Source code for wefe.metrics.RIPA

"""Relational Inner Product Association Test."""
from typing import Any, Callable, Dict, List, Tuple, Union

import numpy as np

from wefe.metrics.base_metric import BaseMetric
from wefe.preprocessing import get_embeddings_from_query
from wefe.query import Query
from wefe.word_embedding_model import WordEmbeddingModel


[docs]class RIPA(BaseMetric):
    """Relational Inner Product Association Test (RIPA).

    This metric was originally proposed in [1][2].

    RIPA is most interpretable with a single pair of target words, although
    this function returns the values for every attribute averaged across all base pairs.

    NOTE: As the variance tends to be high depending on the base pair chosen, it is
    recommended that only a single pair of target words is used as input to the
    function.

    This metric follows the following steps:

    1. The input is the word vectors for a pair of target word sets, and an
       attribute set. Example: Target Set A (Masculine), Target Set B (Feminine),
       Attribute Set (Career).
    2. Calculate the difference between the word vector of a pair of target set words.
    3. Calculate the dot product between this difference and the attribute word vector.
    4. Return the average RIPA score across all attribute words, and the average RIPA
       score for each target pair for an attribute set.

    .. note::

        RIPA is most interpretable with a single pair of target words, although
        this function returns the values for every attribute averaged across all
        base pairs.

    .. note::

        Note 2: As the variance tends to be high depending on the base pair chosen,
        it is recommended that only a single pair of target words is used as input
        to the function.

    References
    ----------
    | [1]: Ethayarajh, K., & Duvenaud, D., & Hirst, G. (2019, July).
           Understanding Undesirable Word Embedding Associations.
    | [2]: https://kawine.github.io/assets/acl2019_bias_slides.pdf
    | [3]: https://kawine.github.io/blog/nlp/2019/09/23/bias.html

    """

    # replace with the parameters of your metric
    metric_template = (2, 1)
    metric_name = "Relational Inner Product Association"
    metric_short_name = "RIPA"

    def _b_vec(self, word_vec_1: np.ndarray, word_vec_2: np.ndarray) -> np.ndarray:
        # calculating the relation vector
        vec = np.array(word_vec_1) - np.array(word_vec_2)
        norm = np.linalg.norm(vec)
        return vec / norm

    def _ripa_calc(self, word_vec: np.ndarray, b_vec: np.ndarray) -> np.number:
        # calculating the dot product of the relation vector with the attribute
        # word vector
        return np.dot(word_vec, b_vec)

    def _calc_metric(
        self,
        target_embeddings: List[Dict[str, np.ndarray]],
        attribute_embeddings: List[Dict[str, np.ndarray]],
    ) -> Tuple[np.number, Dict[str, Dict[str, np.number]]]:
        """Calculate the metric.

        Parameters
        ----------
        target_embeddings :  List[Dict[str, np.ndarray]]
            An array with dicts. Each dict represents an target set.
            A dict is composed with a word and its embedding as key, value respectively.
        attribute_embeddings : List[Dict[str, np.ndarray]]
            An array with dicts. Each dict represents an attribute set.
            A dict is composed with a word and its embedding as key, value respectively.

        Returns
        -------
        Tuple[np.float, Dict[str, Dict[str, np.float]]]
            A tuple with:
            - the value of the calculated metric, averaged across all the RIPA scores of
            the attributes.
            - the mean value ± the standard deviation (across all target pairs) of the
            attribute word's RIPA score.
        """
        # word vectors from the embedding model for all the words in each of the
        # target sets
        target_embeddings_0 = list(target_embeddings[0].values())
        target_embeddings_1 = list(target_embeddings[1].values())

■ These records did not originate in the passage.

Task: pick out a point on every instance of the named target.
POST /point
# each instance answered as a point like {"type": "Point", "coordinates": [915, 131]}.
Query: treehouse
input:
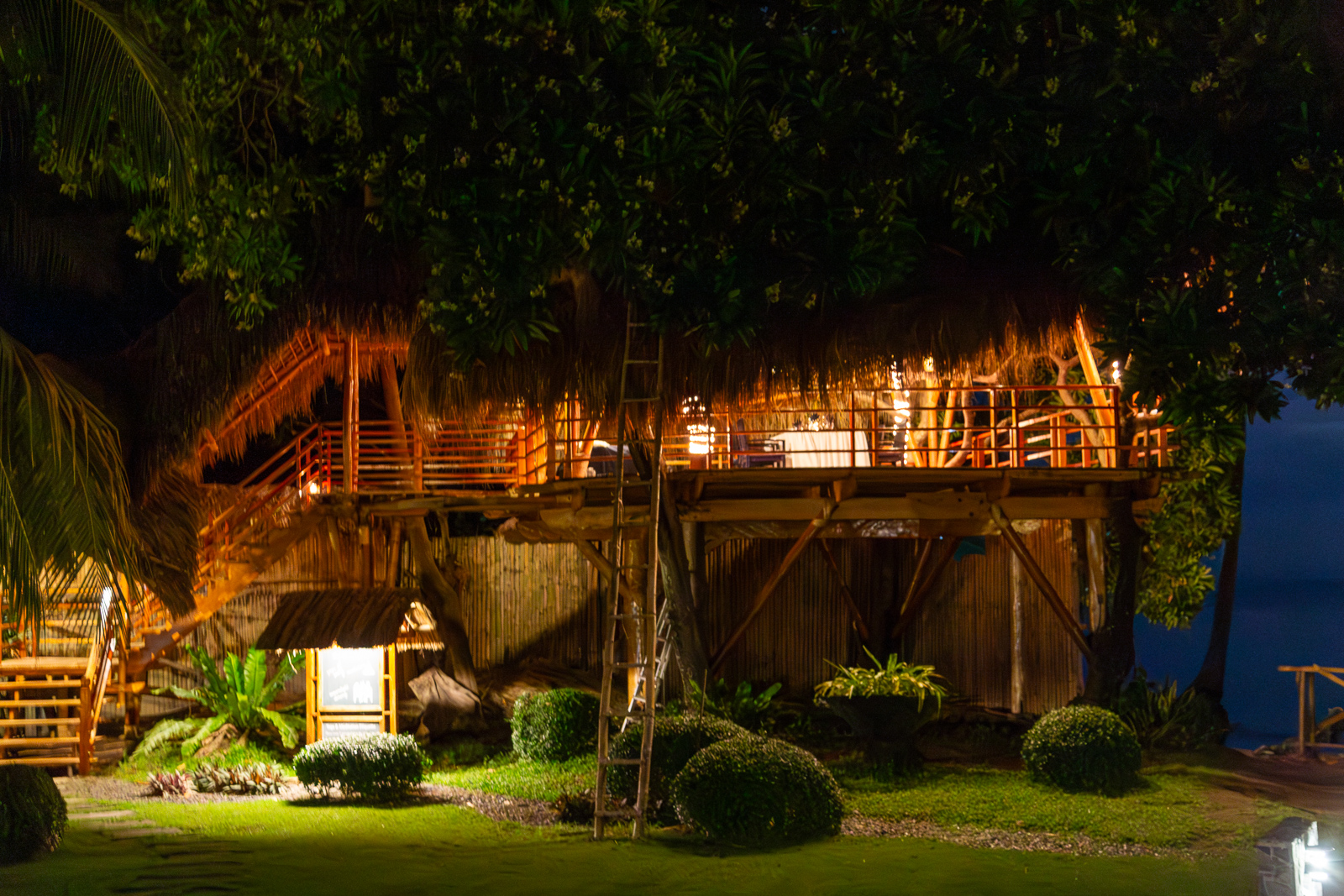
{"type": "Point", "coordinates": [941, 511]}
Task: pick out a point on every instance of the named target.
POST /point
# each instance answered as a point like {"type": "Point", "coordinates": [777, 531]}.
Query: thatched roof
{"type": "Point", "coordinates": [969, 317]}
{"type": "Point", "coordinates": [349, 618]}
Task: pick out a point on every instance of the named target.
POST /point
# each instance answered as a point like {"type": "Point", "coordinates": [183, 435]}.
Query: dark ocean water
{"type": "Point", "coordinates": [1276, 624]}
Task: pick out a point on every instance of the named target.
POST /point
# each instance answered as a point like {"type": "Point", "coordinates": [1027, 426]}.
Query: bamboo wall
{"type": "Point", "coordinates": [965, 627]}
{"type": "Point", "coordinates": [543, 600]}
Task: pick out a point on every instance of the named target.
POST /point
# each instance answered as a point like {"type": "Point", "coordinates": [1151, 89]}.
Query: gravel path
{"type": "Point", "coordinates": [991, 839]}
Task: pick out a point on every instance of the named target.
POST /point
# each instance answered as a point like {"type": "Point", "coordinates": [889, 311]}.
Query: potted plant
{"type": "Point", "coordinates": [885, 705]}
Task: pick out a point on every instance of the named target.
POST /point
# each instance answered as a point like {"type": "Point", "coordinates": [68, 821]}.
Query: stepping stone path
{"type": "Point", "coordinates": [118, 824]}
{"type": "Point", "coordinates": [190, 866]}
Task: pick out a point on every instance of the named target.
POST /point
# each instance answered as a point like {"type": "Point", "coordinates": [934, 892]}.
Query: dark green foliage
{"type": "Point", "coordinates": [675, 741]}
{"type": "Point", "coordinates": [1160, 716]}
{"type": "Point", "coordinates": [759, 792]}
{"type": "Point", "coordinates": [555, 726]}
{"type": "Point", "coordinates": [752, 711]}
{"type": "Point", "coordinates": [33, 813]}
{"type": "Point", "coordinates": [374, 766]}
{"type": "Point", "coordinates": [1082, 748]}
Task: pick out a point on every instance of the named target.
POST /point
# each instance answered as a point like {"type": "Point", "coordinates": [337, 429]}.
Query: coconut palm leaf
{"type": "Point", "coordinates": [100, 87]}
{"type": "Point", "coordinates": [64, 497]}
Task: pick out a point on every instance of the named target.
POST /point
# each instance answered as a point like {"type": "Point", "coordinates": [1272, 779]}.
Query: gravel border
{"type": "Point", "coordinates": [541, 815]}
{"type": "Point", "coordinates": [1030, 841]}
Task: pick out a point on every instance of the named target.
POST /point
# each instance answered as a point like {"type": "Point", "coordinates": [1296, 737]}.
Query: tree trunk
{"type": "Point", "coordinates": [676, 578]}
{"type": "Point", "coordinates": [444, 598]}
{"type": "Point", "coordinates": [1113, 644]}
{"type": "Point", "coordinates": [1209, 683]}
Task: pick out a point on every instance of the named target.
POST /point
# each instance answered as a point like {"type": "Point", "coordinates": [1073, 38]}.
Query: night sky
{"type": "Point", "coordinates": [1290, 578]}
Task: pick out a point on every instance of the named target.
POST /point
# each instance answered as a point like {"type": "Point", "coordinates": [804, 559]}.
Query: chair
{"type": "Point", "coordinates": [750, 453]}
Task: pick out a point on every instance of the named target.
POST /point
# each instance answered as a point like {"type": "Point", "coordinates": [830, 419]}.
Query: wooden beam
{"type": "Point", "coordinates": [1038, 575]}
{"type": "Point", "coordinates": [920, 589]}
{"type": "Point", "coordinates": [764, 594]}
{"type": "Point", "coordinates": [844, 590]}
{"type": "Point", "coordinates": [605, 569]}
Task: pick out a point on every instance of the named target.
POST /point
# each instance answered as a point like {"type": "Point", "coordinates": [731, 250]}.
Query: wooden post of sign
{"type": "Point", "coordinates": [390, 691]}
{"type": "Point", "coordinates": [311, 692]}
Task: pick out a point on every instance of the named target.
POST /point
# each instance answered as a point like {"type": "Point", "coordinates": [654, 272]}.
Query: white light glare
{"type": "Point", "coordinates": [701, 438]}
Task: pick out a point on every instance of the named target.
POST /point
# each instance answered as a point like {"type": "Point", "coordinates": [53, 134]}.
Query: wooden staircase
{"type": "Point", "coordinates": [50, 707]}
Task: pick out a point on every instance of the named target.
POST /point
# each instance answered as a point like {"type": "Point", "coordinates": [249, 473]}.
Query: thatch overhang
{"type": "Point", "coordinates": [351, 618]}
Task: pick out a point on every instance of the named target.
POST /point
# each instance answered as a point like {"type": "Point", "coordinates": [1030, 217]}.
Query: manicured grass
{"type": "Point", "coordinates": [1164, 810]}
{"type": "Point", "coordinates": [269, 846]}
{"type": "Point", "coordinates": [524, 778]}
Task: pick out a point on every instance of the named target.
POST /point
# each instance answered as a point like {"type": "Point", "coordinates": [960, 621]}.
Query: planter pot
{"type": "Point", "coordinates": [887, 727]}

        # word vectors from the embedding model for all the words in the attribute set
        attribute_embeddings_0 = np.array(list(attribute_embeddings[0].values()))

        target_length = len(target_embeddings_0)  # length of the target set
        attributes = list(
            attribute_embeddings[0].keys()
        )  # list of all the attribute words

        ripa_scores: Dict[str, list] = {}

        ripa_oa_mean = []
        ripa_oa_std = []

        # calculating the ripa score for each attribute word with each target pair
        for word in range(len(attribute_embeddings_0)):
            ripa_scores[attributes[word]] = []
            for index in range(target_length):
                bvec = self._b_vec(
                    target_embeddings_0[index], target_embeddings_1[index]
                )
                score = self._ripa_calc(attribute_embeddings_0[word], bvec)
                ripa_scores[attributes[word]].append(score)

        # calculating the mean of the ripa score across all target pairs for every
        # attribute word
        for rip in attributes:
            ripa_oa_mean.append(np.mean(ripa_scores[rip]))
            ripa_oa_std.append(np.std(ripa_scores[rip]))

        # creating a dictionary with the direction of the RIPA scores for every
        # corresponding attribute word
        word_values = {}
        for i in range(len(ripa_oa_mean)):
            word_values[attributes[i]] = {
                "mean": ripa_oa_mean[i],
                "std": ripa_oa_std[i],
            }

        # Returning the mean of the RIPA scores for every attribute word, and the
        # dictionary with the RIPA scores for every corresponding attribute word.
        return np.mean(ripa_oa_mean), word_values

[docs]    def run_query(
        self,
        query: Query,
        model: WordEmbeddingModel,
        lost_vocabulary_threshold: float = 0.2,
        preprocessors: List[Dict[str, Union[str, bool, Callable]]] = [{}],
        strategy: str = "first",
        normalize: bool = False,
        warn_not_found_words: bool = False,
        *args: Any,
        **kwargs: Any
    ) -> Dict[str, Any]:
        """Calculate the Example Metric metric over the provided parameters.

        Parameters
        ----------
        query : Query
            A Query object that contains the target and attribute sets to be tested.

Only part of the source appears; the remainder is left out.